Konserwator zabytków ma zły PR. Jak Pan myśli, z czego to wynika?
MD: Sam nie wiem. Osobiście jestem otwarty na szukanie optymalnych rozwiązań; na taką pracę z użytkownikiem danego obiektu, aby z jednej strony zabezpieczyć interes zabytku, z drugiej strony zaś uwzględnić oczekiwania lub i potrzeby jego właściciela. Zawsze, proszę mi wierzyć, wolę współpracować niż kolokwialnie rzecz ujmując, pałować się z właścicielem. Nie chcę, aby ludzie mieli wizję konserwatora, który stoi z tą policyjną pałką i się wymądrza. Chciałbym za to, aby mieli zrozumienie dla potrzeby ochrony zabytków; ochrony, która wymaga stosowania przy remontach droższych materiałów i technologii.
Dlaczego został Pan konserwatorem zabytków?

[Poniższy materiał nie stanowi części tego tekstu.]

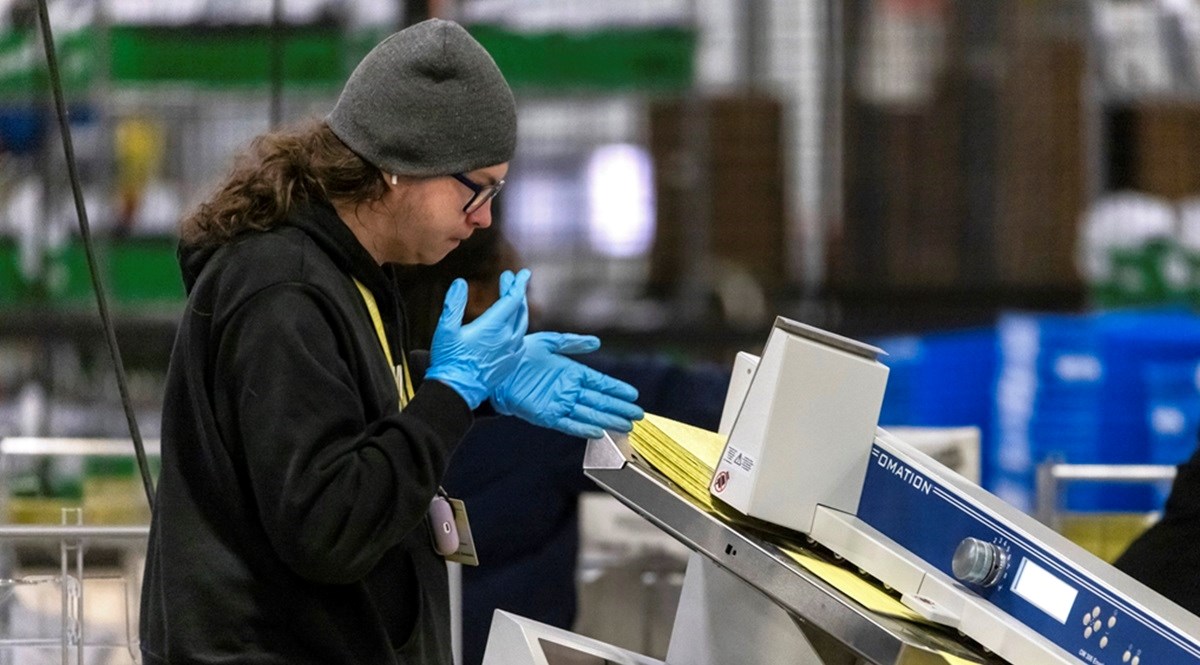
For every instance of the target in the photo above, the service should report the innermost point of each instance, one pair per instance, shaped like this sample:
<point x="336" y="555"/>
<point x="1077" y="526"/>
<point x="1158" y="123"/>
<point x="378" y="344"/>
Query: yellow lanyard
<point x="403" y="381"/>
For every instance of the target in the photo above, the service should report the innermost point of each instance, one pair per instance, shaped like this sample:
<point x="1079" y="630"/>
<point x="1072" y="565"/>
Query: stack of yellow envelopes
<point x="688" y="455"/>
<point x="684" y="454"/>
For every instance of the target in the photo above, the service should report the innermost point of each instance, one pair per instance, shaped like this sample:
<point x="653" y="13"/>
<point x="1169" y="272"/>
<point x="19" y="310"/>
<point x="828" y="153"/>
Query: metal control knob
<point x="978" y="562"/>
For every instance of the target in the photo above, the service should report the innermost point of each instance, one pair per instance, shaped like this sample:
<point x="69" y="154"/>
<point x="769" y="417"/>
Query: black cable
<point x="276" y="73"/>
<point x="85" y="234"/>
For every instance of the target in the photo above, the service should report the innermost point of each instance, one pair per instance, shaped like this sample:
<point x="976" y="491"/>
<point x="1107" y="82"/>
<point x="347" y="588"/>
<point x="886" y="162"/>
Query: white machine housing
<point x="816" y="391"/>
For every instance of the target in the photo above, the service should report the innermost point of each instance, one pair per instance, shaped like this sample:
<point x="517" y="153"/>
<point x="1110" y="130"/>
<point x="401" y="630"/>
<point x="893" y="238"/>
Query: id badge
<point x="451" y="529"/>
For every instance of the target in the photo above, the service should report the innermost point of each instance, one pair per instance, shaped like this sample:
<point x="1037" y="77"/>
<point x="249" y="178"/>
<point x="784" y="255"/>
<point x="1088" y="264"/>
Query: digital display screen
<point x="1044" y="591"/>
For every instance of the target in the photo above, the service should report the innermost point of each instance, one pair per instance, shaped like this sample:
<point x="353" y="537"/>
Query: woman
<point x="300" y="449"/>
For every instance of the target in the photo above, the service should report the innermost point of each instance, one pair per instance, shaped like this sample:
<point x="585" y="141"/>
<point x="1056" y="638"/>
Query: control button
<point x="978" y="562"/>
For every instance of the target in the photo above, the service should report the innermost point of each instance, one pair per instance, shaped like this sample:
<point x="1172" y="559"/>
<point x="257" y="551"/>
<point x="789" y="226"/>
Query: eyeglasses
<point x="480" y="193"/>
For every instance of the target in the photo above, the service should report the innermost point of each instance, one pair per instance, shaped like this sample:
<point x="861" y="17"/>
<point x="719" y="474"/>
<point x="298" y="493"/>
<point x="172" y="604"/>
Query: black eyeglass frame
<point x="480" y="193"/>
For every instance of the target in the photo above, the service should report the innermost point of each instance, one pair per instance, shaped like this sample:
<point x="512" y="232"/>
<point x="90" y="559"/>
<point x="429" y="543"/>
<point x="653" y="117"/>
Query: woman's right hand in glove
<point x="473" y="359"/>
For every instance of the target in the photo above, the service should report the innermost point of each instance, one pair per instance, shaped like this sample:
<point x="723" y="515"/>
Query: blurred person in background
<point x="522" y="481"/>
<point x="1165" y="557"/>
<point x="303" y="443"/>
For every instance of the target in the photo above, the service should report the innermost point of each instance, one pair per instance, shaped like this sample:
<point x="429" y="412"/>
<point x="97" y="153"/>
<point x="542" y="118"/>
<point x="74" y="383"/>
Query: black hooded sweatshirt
<point x="291" y="522"/>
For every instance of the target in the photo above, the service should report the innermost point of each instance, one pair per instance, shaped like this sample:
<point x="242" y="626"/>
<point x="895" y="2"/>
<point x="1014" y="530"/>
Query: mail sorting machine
<point x="802" y="427"/>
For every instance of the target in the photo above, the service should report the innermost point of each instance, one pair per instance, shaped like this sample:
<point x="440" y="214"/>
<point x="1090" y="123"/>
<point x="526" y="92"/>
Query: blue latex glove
<point x="556" y="391"/>
<point x="473" y="359"/>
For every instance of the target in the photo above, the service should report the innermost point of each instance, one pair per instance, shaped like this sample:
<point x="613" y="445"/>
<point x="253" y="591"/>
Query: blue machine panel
<point x="1047" y="593"/>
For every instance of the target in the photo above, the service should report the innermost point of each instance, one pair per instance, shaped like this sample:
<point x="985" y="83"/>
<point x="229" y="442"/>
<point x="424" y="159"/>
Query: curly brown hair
<point x="279" y="169"/>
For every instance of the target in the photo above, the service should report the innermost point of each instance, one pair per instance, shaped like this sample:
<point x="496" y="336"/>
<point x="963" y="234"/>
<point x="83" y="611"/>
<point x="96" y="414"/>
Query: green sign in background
<point x="143" y="270"/>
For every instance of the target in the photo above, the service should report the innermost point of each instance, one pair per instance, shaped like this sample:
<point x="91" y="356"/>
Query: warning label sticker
<point x="721" y="481"/>
<point x="738" y="459"/>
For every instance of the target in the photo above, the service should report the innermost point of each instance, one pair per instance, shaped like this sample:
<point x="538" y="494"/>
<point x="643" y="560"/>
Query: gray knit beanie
<point x="427" y="101"/>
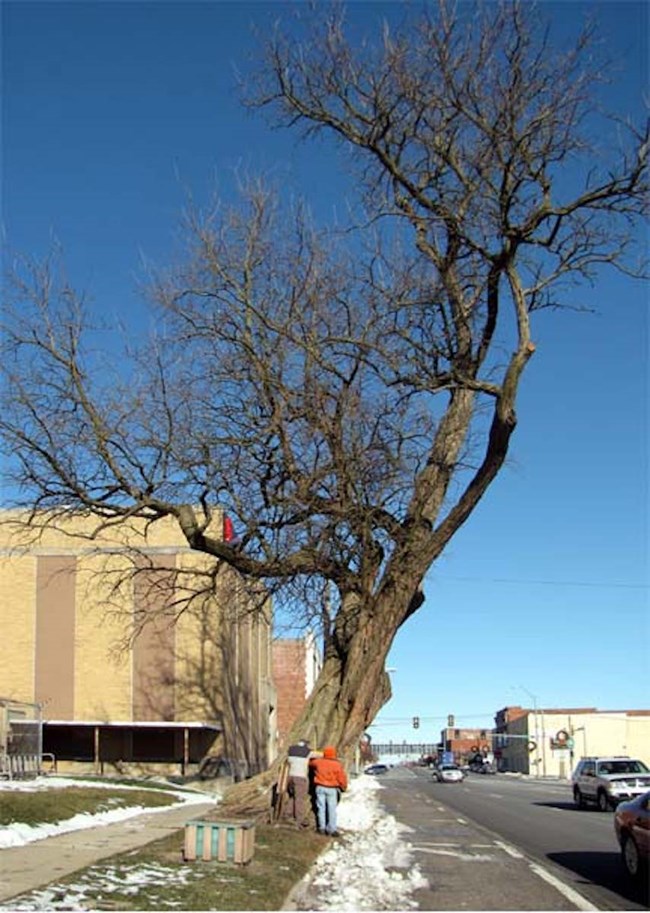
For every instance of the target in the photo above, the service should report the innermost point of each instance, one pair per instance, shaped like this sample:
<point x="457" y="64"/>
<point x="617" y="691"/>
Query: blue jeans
<point x="327" y="798"/>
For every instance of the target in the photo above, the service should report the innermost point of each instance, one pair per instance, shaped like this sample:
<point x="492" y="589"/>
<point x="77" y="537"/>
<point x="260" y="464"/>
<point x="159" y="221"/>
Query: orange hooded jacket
<point x="328" y="770"/>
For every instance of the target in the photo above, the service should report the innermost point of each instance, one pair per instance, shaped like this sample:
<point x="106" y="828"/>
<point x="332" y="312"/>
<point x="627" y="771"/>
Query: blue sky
<point x="112" y="111"/>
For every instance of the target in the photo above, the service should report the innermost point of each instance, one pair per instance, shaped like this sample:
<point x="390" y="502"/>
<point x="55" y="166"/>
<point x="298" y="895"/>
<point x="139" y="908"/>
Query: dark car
<point x="376" y="769"/>
<point x="632" y="826"/>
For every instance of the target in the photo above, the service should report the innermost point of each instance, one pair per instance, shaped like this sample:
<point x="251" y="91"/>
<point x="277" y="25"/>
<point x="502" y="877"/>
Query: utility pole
<point x="536" y="719"/>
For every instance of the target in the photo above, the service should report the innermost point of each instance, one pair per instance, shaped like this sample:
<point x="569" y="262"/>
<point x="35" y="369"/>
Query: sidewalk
<point x="466" y="867"/>
<point x="24" y="868"/>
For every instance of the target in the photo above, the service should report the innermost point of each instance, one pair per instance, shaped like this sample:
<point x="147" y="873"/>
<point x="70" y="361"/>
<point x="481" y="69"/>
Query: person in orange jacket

MD: Z potrzeby obcowania z pięknem, z namacalnym, materialnym świadectwem historii. Już jako dziecko z pasją po tych zabytkach — od piwnic po strychy — lubiłem chodzić, wszędzie i wszystko dotknąć, wszystkiego doświadczyć. Tym bardziej cieszy mnie to, że moja praca nie polega tylko na siedzeniu za biurkiem i papierkowej robocie, ale na wyjściu w teren, zmierzeniu się z zabytkiem, wejściu z nim w bezpośredni kontakt — jak zwykłem mówić; na pomacaniu, dotknięciu i sprawdzeniu. To sprawia wiele satysfakcji, pozwala mi poczuć się odkrywcą.

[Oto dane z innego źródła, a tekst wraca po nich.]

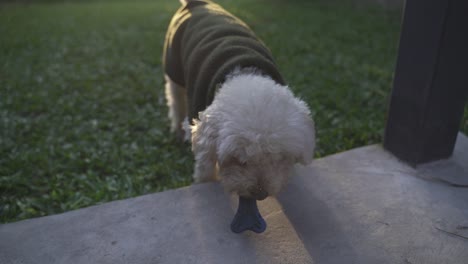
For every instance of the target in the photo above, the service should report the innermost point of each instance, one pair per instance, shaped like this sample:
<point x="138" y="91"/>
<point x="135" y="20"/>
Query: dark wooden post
<point x="430" y="86"/>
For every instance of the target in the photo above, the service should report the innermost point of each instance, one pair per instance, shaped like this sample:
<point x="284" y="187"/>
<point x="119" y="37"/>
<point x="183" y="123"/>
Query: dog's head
<point x="262" y="130"/>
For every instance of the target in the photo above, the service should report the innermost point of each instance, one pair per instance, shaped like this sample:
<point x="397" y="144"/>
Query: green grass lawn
<point x="82" y="110"/>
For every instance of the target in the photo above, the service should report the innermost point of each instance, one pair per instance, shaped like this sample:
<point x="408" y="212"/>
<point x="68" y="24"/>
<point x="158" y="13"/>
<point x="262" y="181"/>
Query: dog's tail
<point x="183" y="2"/>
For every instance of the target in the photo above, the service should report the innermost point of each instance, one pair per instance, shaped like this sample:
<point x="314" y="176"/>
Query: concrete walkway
<point x="360" y="206"/>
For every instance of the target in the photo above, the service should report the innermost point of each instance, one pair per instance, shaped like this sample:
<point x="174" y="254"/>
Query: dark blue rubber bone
<point x="248" y="217"/>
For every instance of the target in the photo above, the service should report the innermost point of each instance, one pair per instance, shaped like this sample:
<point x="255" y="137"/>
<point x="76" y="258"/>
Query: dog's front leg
<point x="204" y="148"/>
<point x="205" y="168"/>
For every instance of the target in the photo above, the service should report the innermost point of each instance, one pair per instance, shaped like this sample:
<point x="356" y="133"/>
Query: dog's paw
<point x="248" y="217"/>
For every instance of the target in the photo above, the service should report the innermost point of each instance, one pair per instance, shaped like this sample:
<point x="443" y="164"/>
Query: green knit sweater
<point x="204" y="43"/>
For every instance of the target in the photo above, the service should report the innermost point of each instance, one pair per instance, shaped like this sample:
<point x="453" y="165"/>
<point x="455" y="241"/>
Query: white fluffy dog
<point x="253" y="130"/>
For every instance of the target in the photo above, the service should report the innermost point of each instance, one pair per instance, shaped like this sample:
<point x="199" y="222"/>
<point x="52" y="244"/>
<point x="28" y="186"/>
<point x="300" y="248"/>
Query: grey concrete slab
<point x="360" y="206"/>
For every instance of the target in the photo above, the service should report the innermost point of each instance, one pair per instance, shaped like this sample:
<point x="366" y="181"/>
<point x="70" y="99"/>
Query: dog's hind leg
<point x="176" y="97"/>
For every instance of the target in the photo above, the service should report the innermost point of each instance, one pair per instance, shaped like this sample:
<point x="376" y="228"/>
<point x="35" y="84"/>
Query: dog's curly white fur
<point x="250" y="136"/>
<point x="255" y="131"/>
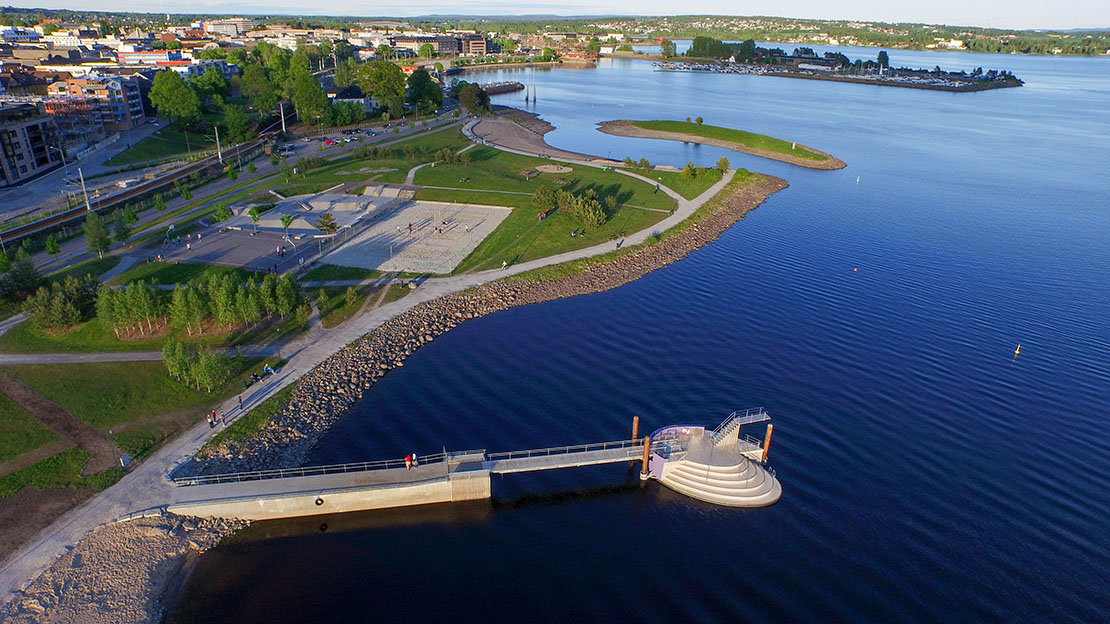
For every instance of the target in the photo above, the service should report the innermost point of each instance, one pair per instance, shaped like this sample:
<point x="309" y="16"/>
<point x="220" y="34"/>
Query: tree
<point x="689" y="171"/>
<point x="384" y="81"/>
<point x="52" y="247"/>
<point x="309" y="98"/>
<point x="236" y="127"/>
<point x="211" y="83"/>
<point x="121" y="231"/>
<point x="174" y="98"/>
<point x="473" y="98"/>
<point x="254" y="84"/>
<point x="326" y="223"/>
<point x="96" y="234"/>
<point x="423" y="92"/>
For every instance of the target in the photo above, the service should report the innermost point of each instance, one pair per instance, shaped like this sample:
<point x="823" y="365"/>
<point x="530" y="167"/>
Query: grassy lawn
<point x="171" y="273"/>
<point x="492" y="169"/>
<point x="330" y="272"/>
<point x="91" y="336"/>
<point x="137" y="401"/>
<point x="96" y="268"/>
<point x="19" y="431"/>
<point x="739" y="137"/>
<point x="521" y="237"/>
<point x="62" y="470"/>
<point x="688" y="189"/>
<point x="164" y="143"/>
<point x="335" y="309"/>
<point x="254" y="420"/>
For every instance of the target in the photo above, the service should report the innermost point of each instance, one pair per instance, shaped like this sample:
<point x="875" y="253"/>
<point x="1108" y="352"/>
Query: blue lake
<point x="928" y="474"/>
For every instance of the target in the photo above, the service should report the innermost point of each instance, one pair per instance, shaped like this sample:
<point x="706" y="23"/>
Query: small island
<point x="736" y="140"/>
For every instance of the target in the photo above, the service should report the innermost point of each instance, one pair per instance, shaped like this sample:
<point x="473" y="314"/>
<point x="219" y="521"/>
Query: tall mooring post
<point x="767" y="442"/>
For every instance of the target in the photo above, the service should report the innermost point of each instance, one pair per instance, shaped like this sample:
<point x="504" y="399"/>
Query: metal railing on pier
<point x="332" y="469"/>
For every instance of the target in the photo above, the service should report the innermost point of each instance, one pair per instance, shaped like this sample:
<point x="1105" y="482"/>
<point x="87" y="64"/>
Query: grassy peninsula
<point x="736" y="140"/>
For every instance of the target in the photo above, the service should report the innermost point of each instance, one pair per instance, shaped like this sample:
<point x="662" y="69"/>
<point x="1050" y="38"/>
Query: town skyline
<point x="1021" y="14"/>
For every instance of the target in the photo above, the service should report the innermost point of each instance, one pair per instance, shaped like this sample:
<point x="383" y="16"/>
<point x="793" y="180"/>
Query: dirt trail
<point x="104" y="453"/>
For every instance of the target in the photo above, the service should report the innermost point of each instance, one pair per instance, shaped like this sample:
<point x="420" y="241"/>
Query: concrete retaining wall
<point x="467" y="486"/>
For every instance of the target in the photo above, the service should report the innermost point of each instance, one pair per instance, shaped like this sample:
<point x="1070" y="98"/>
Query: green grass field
<point x="138" y="401"/>
<point x="330" y="272"/>
<point x="677" y="182"/>
<point x="739" y="137"/>
<point x="164" y="143"/>
<point x="171" y="273"/>
<point x="62" y="470"/>
<point x="491" y="169"/>
<point x="19" y="431"/>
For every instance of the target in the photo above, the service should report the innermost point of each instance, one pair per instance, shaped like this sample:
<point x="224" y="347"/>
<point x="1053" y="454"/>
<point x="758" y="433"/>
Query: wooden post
<point x="767" y="442"/>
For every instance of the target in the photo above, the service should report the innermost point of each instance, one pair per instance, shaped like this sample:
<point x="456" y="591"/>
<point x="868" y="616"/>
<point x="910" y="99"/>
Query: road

I to w dosłownym tego słowa znaczeniu. Jest Pan przecież autorem ważnego dla naszego województwa odkrycia.
MD: Fakt, odkryłem w kościele pod Pyrzycami, w Żabowie, obraz, który wisiał w ołtarzu od 70 lat, a nikt nie zdawał sobie sprawy, jak wielkiej wartości jest to dzieło. Udało mi się ustalić autorstwo na podstawie badań naukowych, które tam prowadziłem. Jest to arcydzieło Petra Brandla, malarza czeskiego, uważanego za jednego najważniejszych twórców baroku w Europie Środkowej. Jestem dumny z tego odkrycia.

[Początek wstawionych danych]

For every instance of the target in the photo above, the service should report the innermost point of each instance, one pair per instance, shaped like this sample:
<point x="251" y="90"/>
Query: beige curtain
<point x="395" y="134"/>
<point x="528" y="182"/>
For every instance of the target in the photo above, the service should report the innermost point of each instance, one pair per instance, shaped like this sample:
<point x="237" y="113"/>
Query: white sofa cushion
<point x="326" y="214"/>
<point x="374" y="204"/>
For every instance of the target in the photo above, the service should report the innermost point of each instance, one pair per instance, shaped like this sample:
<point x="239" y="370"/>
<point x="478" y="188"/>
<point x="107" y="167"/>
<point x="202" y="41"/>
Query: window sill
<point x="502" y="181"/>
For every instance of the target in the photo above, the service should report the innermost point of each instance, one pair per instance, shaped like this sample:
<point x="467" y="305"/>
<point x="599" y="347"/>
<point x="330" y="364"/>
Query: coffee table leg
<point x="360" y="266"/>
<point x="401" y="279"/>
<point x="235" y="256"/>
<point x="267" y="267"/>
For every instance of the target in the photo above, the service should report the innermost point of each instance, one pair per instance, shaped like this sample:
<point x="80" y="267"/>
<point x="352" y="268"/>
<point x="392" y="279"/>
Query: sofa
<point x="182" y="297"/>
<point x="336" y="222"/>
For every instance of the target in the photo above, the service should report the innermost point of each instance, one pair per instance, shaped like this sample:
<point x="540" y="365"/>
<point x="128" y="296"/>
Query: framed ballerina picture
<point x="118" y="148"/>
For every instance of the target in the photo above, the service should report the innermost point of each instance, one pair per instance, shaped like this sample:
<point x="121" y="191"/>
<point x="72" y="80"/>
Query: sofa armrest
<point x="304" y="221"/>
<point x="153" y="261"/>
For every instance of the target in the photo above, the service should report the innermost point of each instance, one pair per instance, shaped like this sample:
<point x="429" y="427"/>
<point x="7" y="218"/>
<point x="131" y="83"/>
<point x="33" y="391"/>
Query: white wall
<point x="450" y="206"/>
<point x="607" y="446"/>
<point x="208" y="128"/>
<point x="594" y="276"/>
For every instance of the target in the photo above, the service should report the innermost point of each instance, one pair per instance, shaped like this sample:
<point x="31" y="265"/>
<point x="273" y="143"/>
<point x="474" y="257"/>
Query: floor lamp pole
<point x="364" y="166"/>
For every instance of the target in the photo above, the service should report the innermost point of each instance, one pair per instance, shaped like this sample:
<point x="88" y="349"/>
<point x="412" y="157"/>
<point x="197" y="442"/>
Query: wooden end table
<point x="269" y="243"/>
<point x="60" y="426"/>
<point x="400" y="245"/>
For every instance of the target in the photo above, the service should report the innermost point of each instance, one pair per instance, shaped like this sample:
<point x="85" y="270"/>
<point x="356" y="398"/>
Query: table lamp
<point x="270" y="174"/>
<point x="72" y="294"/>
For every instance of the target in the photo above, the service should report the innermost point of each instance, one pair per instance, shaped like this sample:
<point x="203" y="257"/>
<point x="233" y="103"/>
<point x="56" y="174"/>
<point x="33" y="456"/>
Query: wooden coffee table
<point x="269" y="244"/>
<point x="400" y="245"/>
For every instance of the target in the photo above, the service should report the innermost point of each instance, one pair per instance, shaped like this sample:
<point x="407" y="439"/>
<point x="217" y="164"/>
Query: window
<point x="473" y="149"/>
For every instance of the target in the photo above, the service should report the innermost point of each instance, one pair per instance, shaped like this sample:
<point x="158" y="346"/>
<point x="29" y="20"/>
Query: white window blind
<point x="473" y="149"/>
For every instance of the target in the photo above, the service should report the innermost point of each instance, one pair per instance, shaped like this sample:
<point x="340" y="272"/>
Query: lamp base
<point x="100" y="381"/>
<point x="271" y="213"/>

Czym w wolnym czasie zajmuje się konserwator zabytków?
MD: Nie mam ostatnio zbyt dużo wolnego czasu, obecnie przynajmniej — kończę studia podyplomowe w Krakowie na Akademii Dziedzictwa. Ale co robię, co lubię, gdy ten czas znajdę? Lubię podróżować po Europie. Uważam, że Europa jest fascynującym mikrokosmosem. Moją pasją jest Rzym; miasto Rzym i jego historia, jego zabytki. Bardzo lubię tam wracać i już tęsknię, bo dawno nie byłem. Chodzić po górach też lubię, bardziej latem, wyjeżdżać sobie na samotne wypady. Jestem też fanem muzyki dawnej, takie mam specyficzne preferencje, uwielbiam muzykę Vivaldiego, Haendla, ostatnio podziwiam talent Jakuba Józefa Orlińskiego, świetnego polskiego kontratenora młodego pokolenia, którego nagrań często słucham.